Blood sugar processing tied to brain problems

People with diabetes experience more short-term-memory problems on average than do people without the disease. Researchers now report that some nondiabetic people who nevertheless have slightly elevated blood sugar concentrations also have short-term memory impairment.

Moreover, these people have a smaller hippocampus on average than do those without high blood sugar, report Antonio Convit, a psychiatrist at the Nathan Kline Research Institute for Psychiatric Research in Orangeburg, N.Y., and his colleagues. The hippocampus is a part of the brain that retrieves short-term memories, such as what one had for breakfast.

The findings, which appear in the Feb. 18 Proceedings of the National Academy of Sciences, could explain some memory lapses in elderly people who otherwise appear healthy, says Convit.

He and his colleagues tested 30 individuals with an average age of 69. None had Alzheimer’s disease or another dementia. After fasting overnight, the volunteers performed a test requiring them to recall elements of a brief story read to them.

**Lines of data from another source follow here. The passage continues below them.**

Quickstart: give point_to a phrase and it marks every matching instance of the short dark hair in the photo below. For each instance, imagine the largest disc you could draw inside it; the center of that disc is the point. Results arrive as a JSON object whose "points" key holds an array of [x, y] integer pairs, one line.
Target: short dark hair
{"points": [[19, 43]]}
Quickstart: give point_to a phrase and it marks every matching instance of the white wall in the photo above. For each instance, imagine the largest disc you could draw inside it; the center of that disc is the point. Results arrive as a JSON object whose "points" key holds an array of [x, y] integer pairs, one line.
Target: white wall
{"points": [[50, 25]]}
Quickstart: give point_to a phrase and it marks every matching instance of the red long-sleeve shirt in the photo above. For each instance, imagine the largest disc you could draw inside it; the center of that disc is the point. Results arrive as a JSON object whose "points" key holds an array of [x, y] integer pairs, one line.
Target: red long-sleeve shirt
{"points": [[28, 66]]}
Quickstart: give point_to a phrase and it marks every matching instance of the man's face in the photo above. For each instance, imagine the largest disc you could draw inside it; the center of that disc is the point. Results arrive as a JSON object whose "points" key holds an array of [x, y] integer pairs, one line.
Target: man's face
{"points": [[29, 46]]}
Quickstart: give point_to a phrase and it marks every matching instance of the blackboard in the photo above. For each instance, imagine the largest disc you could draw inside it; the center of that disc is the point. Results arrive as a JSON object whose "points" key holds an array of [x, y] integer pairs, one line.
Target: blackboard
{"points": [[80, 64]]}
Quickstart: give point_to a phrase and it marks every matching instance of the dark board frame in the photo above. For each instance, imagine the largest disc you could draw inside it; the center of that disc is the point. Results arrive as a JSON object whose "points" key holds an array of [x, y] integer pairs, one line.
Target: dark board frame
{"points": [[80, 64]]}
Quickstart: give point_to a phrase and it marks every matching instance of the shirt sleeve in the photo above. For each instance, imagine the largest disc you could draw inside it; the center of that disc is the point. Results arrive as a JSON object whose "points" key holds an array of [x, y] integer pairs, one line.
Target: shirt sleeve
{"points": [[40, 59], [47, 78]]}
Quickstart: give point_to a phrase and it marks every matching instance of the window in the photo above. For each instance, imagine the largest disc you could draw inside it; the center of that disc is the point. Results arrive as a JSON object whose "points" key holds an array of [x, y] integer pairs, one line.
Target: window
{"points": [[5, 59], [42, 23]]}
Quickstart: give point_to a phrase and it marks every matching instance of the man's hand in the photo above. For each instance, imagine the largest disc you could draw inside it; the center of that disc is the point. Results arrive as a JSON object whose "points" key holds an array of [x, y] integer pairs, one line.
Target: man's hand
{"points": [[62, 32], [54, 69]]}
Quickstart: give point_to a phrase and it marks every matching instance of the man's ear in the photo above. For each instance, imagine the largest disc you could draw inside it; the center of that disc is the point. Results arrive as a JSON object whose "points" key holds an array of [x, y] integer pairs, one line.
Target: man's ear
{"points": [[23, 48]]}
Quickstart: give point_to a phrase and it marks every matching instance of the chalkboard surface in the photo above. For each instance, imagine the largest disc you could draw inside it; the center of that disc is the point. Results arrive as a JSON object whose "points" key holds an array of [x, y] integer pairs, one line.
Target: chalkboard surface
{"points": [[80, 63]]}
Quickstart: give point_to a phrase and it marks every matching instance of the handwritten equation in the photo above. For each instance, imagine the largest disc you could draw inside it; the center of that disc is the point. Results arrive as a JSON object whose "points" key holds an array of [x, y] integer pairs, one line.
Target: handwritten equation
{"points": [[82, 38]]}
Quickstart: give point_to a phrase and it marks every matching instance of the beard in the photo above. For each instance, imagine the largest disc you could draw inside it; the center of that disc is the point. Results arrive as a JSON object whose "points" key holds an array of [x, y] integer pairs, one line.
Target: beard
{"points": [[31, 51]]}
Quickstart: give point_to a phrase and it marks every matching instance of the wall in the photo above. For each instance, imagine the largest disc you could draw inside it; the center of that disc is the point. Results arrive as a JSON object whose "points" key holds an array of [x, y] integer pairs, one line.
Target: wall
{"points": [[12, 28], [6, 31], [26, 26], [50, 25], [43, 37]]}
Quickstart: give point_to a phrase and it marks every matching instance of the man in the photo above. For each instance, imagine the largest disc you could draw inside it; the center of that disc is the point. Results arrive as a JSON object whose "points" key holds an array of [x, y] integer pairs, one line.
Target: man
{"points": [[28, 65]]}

Then the researchers gave each person an infusion of glucose and took blood samples over 4 hours. Slowly falling blood-glucose concentrations indicate inefficient sugar metabolism.

Volunteers showing such a trend had fared worse on the recall tests than those whose blood-glucose concentrations normalized more quickly, Convit says.

Using magnetic resonance imaging, the researchers found that people slow to metabolize sugar had smaller hippocampi relative to their head size than the others, the team reports.

Previous studies have shown that the hippocampus can atrophy in animals with poor sugar metabolism. This damage correlates with an inability of the animals to retrieve memories, says Convit.

Why the shrinkage occurs remains baffling, Convit says. The good news, he adds, is that such loss might be reversible, since exercise and a good diet can improve sugar uptake.